I’m interested in Haidt because he goes a step further. He shares Kahneman’s view that most of our decisions are made intuitively, but argues for a more nuanced model of how that happens. He makes an analogy with how we process visual information. First there is a sub-conscious pattern matching and then if the image is ambiguous and resolving that ambiguity is important we add more and more reasoning until we’ve cracked it. Where Kahneman has a dichotomy between intuitive and reasoned thinking Haidt sees a continuum. Moreover, for Haidt, all thinking processes start as intuitive and then reason is added later if needed and to the extent the thinker is inclined to think that way.

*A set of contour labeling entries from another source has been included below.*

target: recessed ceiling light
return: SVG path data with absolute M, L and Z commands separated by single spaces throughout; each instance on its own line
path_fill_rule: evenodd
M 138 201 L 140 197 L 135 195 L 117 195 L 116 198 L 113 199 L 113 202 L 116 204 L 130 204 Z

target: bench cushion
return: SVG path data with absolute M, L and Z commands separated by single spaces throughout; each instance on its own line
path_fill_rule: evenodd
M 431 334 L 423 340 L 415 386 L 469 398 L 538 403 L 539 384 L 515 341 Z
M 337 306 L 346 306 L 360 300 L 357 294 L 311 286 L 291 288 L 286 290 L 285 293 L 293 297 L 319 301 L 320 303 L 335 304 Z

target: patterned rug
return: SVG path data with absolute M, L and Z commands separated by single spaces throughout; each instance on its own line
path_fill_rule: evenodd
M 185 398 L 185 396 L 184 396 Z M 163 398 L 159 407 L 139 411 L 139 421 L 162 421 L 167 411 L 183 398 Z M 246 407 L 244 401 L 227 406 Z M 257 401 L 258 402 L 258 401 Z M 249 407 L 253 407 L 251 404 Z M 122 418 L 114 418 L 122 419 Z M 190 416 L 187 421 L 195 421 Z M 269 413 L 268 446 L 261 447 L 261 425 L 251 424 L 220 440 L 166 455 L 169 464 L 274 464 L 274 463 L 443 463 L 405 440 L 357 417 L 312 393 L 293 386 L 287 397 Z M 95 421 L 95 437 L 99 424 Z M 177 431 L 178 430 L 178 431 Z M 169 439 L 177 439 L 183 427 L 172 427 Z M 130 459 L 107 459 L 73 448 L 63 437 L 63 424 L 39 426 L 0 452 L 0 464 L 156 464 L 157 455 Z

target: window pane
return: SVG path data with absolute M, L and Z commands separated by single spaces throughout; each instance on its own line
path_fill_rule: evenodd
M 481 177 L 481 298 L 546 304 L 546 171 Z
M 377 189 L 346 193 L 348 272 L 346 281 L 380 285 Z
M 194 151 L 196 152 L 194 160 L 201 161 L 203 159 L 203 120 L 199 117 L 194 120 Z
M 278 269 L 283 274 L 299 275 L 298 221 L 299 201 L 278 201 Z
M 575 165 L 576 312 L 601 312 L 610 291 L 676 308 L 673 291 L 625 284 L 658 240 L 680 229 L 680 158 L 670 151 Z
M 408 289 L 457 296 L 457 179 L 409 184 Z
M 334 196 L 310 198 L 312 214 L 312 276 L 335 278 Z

Anyone who works in startups has to continually make decisions from relatively small amounts of information. Doing that well not only requires making the right calls, but also having good judgement as to when to make a decision and when to go looking for more data. Good investors and operators have ‘golden guts’ and come quickly to firm judgements. One of the challenges we all face from time to time is that our judgements don’t tally with our partners.

One of the things I like about Haidt’s model is that it helps understand how we come to those judgements and therefore offers an increased chance of resolving differences. Step one is to recognise that opinions on both sides are most likely rooted in an intuitive pattern match of some kind. Step two is to uncover those patterns and look there for the sources of differing views. People’s first answer to ‘why do you believe x?’ will most likely be post hoc rational analyses, and getting to the underlying patterns will require a commitment to the process on both sides and patient use of something like the five whys technique.

If this process is going to work it requires both sides to recognise that their opinions are most likely rooted in intuition as well as logic and to be ready to accept that they might be the one who needs to change.